As fontes pesquisadas – matérias jornalísticas alusivas a um período que abrange os anos de 2013 a 2019 – expõem a inserção de movimentos religiosos pentecostais e neopentecostais em comunidades carentes no Rio de Janeiro e sua influência tanto em moradores de tais comunidades quanto nas lideranças locais do crime organizado ligado ao narcotráfico. A referida ligação pode se manifestar tanto na intervenção em “julgamentos” realizados pelos narcotraficantes a indivíduos desviantes dos mecanismos de controle social informal6 estabelecidos nas comunidades carentes – normalmente são absolvidos quando se convertem ao cristianismo representado pelo movimento do líder religioso interventor7 – quanto na influência direta, ao converterem os líderes criminosos locais, que passam a reproduzir relações de dominância sobre indivíduos que professam outras crenças, tendo como medida extrema a conduta de tais narcotraficantes ao destruir ou depredar templos afro-religiosos em suas regiões de domínio8.
Enfim, uma crítica que pode ser dirigida aos crimes culturalmente motivados por razões ligadas à violação do direito fundamental de crença e culto religioso, em especial quanto às religiões de matriz africana (afro-religiões), diz respeito ao reduzido grau de repressividade estatal, considerando o preceito secundário do art. 208 do CPB/1940 (“Pena - detenção, de um mês a um ano, ou multa”). Ainda que o parágrafo único do dispositivo em comento apresente causa de aumento de pena pelo emprego de violência (“Se há emprego de violência, a pena é aumentada de um terço, sem prejuízo da correspondente à violência”), trata-se de crime de menor potencial ofensivo, julgado perante os Juizados Especiais Criminais, sendo aplicáveis ao procedimento todos os mecanismos típicos do movimento despenalizador e de abolicionismo penal moderado que ensejaram a publicação da Lei Federal n. 9.099/1995, tais como a possibilidade de transação penal e suspensão condicional do processo, ainda quando o crime é praticado com violência. O que remanesce ao hermeneuta é a possibilidade de aplicar cumulativamente penas de outros crimes associados ao de Ultraje a Culto, por força do concurso material ou formal de delitos, ou mesmo do crime continuado, aplicando-se os arts. 69 a 71 do CPB/1940.

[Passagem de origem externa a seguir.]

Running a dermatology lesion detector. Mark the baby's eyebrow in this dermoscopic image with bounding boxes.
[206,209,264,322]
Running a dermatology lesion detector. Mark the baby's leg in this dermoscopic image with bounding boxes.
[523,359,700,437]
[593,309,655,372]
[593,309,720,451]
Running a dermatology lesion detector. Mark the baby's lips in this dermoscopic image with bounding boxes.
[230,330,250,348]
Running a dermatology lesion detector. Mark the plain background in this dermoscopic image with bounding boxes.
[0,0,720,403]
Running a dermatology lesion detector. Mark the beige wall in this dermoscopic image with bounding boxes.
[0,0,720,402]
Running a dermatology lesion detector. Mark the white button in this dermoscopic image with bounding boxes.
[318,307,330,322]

4. CONSIDERAÇÕES FINAIS: POR UMA HERMENÊUTICA PÓS-POSITIVISTA E INTERDISCIPLINAR DOS CRIMES CULTURALMENTE MOTIVADOS
Verifica-se, pois, que a depredação e destruição de templos afro-religiosos por líderes criminosos locais em comunidades carentes brasileiras, especialmente observado no estado do Rio de Janeiro, revela a prática de delito que pode ser caracterizado pelo moderno prisma dos crimes culturalmente motivados, categoria delitiva então aplicável a condutas de violência de gênero e ofensas ao meio ambiente penalmente imputáveis, mas ainda não explorado do ponto de vista científico no que concerne aos atos narrados ao longo deste estudo, lamentáveis e que revelam uma profunda violação a normas de proteção internacional dos direitos humanos que o Brasil incorporou a seu ordenamento jurídico, tal como a Convenção Americana de Direitos Humanos de 1969 (Pacto de São José da Costa Rica).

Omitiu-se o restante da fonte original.